What does this have to do with judges? Well, as Watkins notes, in some colonial states, the judicial function was considered part of the executive, and not a separate branch. The power to protect rights came not from judges but from the people themselves, who could cashier their representatives through elections. “Americans knew that power could be abused; however, they did not look to the judiciary to interpose to protect individual rights. Instead, the people put their trust in juries and institutional safeguards such as bicameralism, delaying veto, term limits, and frequent elections,” not to mention federalism. Judges served an important, but limited function of ruling on the law. Although the Marbury decision enshrined judicial review, as Watkins ably explains, this was of a piece with the emerging coordinate view. The Court, according to Chief Justice Marshall, could rule on constitutional questions, but Marshall did not state that only the Court could decide them. That it has been so interpreted by later generations of scholars and judges for Watkins represents a grand category mistake. When combined with the growth of a centralized, rather than truly federal government, judicial supremacy has proceeded unchecked.

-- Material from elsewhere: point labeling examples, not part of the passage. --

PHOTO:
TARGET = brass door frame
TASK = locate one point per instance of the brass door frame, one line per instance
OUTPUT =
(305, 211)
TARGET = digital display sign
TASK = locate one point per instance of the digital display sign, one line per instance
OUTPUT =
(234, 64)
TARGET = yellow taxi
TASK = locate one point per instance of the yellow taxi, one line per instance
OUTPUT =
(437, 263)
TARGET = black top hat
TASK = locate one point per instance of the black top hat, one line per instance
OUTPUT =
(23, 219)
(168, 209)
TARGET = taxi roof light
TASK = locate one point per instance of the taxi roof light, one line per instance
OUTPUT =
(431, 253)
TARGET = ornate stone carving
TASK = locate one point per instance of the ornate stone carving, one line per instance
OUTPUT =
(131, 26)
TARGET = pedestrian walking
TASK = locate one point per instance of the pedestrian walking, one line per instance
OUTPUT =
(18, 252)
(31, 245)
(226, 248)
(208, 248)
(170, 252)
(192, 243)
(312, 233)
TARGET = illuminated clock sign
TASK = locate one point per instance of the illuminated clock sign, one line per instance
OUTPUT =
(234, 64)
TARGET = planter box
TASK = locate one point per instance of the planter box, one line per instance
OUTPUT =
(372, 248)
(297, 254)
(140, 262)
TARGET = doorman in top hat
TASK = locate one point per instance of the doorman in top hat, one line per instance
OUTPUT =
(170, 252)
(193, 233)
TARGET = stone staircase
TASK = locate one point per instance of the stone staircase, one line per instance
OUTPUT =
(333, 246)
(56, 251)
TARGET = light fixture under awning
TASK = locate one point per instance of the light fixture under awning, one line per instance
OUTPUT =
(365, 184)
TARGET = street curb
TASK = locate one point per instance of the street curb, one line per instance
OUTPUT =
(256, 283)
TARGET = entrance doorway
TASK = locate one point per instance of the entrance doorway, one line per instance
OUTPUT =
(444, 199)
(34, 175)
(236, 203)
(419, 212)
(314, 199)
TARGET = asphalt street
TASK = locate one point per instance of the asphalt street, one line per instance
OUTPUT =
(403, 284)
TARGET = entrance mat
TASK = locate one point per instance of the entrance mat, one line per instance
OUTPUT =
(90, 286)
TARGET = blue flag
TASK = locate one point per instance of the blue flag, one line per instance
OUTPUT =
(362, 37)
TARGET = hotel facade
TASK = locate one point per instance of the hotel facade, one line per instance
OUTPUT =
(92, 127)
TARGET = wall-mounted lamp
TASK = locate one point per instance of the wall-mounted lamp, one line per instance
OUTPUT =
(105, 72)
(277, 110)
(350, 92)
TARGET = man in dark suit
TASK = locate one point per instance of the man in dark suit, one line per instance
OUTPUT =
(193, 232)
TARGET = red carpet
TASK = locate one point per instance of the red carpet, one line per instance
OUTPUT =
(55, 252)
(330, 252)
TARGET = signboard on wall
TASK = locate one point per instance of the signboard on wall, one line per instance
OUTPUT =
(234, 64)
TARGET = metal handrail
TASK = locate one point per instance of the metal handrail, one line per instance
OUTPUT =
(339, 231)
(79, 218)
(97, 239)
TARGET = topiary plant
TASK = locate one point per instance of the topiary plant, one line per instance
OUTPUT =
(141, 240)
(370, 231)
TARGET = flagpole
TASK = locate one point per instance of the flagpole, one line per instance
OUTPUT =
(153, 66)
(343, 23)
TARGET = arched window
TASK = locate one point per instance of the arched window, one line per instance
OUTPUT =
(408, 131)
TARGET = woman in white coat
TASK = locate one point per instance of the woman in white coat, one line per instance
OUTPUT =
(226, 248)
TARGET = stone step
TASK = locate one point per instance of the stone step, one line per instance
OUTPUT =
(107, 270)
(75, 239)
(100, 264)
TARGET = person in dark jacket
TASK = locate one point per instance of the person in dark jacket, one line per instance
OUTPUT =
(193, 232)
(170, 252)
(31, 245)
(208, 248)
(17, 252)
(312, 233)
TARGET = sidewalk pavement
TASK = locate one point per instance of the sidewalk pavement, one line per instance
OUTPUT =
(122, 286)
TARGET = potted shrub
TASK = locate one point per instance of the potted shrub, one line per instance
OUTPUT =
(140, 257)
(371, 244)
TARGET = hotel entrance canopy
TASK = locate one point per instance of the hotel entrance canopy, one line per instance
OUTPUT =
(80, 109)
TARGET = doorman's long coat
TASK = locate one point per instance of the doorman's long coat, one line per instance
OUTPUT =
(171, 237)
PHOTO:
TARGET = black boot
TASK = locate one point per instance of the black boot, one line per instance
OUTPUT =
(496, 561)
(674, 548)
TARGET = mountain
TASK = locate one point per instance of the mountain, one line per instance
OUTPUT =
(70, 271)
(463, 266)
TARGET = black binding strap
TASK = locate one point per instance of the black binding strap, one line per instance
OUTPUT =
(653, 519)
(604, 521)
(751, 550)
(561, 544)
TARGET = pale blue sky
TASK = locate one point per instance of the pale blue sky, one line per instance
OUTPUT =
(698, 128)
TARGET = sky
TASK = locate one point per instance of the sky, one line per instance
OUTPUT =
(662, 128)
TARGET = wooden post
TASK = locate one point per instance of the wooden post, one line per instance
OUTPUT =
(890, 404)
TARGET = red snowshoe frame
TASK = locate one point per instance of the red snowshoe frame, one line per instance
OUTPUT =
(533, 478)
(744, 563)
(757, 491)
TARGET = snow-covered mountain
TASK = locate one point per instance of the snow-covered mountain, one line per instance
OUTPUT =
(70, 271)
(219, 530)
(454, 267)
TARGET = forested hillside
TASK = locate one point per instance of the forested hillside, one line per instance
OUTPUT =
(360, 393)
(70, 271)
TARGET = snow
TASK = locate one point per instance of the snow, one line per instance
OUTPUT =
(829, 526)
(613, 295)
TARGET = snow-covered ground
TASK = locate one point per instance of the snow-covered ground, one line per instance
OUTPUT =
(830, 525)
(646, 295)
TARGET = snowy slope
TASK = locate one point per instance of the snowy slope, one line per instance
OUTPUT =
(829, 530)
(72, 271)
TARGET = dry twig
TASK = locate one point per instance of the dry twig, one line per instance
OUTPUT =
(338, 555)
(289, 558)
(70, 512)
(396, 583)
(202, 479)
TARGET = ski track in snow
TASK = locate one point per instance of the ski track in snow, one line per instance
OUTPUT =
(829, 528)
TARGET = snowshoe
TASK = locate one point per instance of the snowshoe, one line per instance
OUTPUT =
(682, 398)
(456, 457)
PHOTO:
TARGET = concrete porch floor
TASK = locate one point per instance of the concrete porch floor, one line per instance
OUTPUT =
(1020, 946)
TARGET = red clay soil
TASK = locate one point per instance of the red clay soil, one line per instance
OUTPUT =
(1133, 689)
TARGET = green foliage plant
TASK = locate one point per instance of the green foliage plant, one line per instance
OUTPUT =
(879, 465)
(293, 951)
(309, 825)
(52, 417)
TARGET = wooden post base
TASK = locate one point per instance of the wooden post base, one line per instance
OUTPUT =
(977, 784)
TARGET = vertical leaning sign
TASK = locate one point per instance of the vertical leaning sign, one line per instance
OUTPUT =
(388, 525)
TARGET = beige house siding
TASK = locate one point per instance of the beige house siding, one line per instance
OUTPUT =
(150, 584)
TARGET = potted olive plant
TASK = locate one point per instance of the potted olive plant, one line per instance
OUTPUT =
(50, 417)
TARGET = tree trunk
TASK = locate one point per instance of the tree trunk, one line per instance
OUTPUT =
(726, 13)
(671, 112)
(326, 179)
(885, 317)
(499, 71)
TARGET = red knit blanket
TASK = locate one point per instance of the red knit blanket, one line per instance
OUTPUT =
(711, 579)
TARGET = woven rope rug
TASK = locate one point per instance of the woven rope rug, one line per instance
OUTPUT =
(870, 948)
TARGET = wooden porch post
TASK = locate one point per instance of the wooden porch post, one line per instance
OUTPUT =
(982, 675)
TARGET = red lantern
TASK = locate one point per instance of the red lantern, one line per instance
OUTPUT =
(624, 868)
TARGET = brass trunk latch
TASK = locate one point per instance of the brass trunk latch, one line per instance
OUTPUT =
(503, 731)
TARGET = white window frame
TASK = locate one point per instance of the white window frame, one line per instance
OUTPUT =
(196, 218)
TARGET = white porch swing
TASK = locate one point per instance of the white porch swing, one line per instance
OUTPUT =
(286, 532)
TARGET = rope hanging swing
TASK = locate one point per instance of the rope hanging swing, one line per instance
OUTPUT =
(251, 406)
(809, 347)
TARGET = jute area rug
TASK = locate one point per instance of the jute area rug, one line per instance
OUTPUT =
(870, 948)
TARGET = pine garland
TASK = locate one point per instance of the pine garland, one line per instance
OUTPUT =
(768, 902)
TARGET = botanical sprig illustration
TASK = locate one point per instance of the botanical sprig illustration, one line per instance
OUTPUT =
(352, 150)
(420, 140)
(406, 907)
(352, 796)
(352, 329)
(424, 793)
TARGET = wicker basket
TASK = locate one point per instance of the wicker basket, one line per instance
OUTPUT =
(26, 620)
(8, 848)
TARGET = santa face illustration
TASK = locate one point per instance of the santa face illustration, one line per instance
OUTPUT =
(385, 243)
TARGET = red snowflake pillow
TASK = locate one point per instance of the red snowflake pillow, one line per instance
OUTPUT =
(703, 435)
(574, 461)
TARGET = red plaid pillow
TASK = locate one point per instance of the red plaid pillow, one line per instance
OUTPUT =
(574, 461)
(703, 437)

Watkins offers some solutions to limit judicial supremacy, such as stripping the Court of jurisdiction to hear certain types of cases, expanding the role of juries (in colonial America, for example, juries decided both the facts and the law), and modifying how federal judges are selected. Yet is the problem really the Court’s? Watkins ably diagnoses the growth of judicial power, and its consequences for free government, but that is really only one aspect of the problem. He leaves out one component: the judges did not do this to themselves. Having judges serve as the ultimate authority serves other purposes, including feckless representatives, the media, legal elites in law firms and law schools, and in general those who would prefer a large unitary state rather than a fragmented federal one. There is no Lincoln these days thundering against Court decisions, and the Congress is more than happy to pass laws and let the Court opine on them later. There is, in other words, no incentive for anyone to break the “habit” of deference to the Court’s decisions.
The lassitude of these other branches, as much as the vigor of the judicial, is perhaps the more troubling aspect of judicial supremacy. Only when that changes will some of these other remedial measures Watkins describes become possible.